Pour que ce potentiel se concrétise pleinement, le carsharing doit être reconnu comme un service d’intérêt urbain. Cela implique des politiques publiques cohérentes et lisibles, capables de s’inscrire dans le temps long. Stationnements dédiés, infrastructures de recharge accessibles, intégration dans les plans de mobilité, continuité des règles d’une ville à l’autre : autant de leviers indispensables pour favoriser son déploiement. À l’inverse, des cadres réglementaires instables ou des charges excessives fragilisent les modèles économiques, limitent les investissements et freinent l’extension des services, notamment dans les zones périphériques où les besoins de mobilité sont pourtant importants.
Certaines villes ont déjà démontré qu’une approche volontariste pouvait produire des résultats tangibles. Amsterdam, Copenhague et Stockholm figurent parmi les métropoles européennes ayant le mieux combiné politiques de limitation de la voiture individuelle et réseaux de transport intégrés et performants. Londres s’est imposée comme pionnière avec l’introduction d’une Congestion Charge structurante pour sa politique de mobilité. À l’échelle internationale, Singapour illustre comment un péage urbain dynamique, fondé sur des technologies avancées, peut contribuer efficacement à la régulation du trafic.

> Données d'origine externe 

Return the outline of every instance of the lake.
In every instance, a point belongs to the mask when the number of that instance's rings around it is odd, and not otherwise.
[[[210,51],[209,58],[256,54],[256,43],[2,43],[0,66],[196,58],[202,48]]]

Ces exemples rappellent une réalité essentielle : la transition vers une mobilité plus durable ne repose pas sur une solution unique, mais sur la complémentarité entre transports publics, mobilités actives et services partagés. Dans cette vision, le carsharing n’est ni accessoire ni marginal. Il constitue un levier concret pour réduire l’empreinte environnementale des déplacements, optimiser l’usage de l’espace urbain et accompagner les villes européennes vers des modèles plus sobres, plus fluides et plus inclusifs.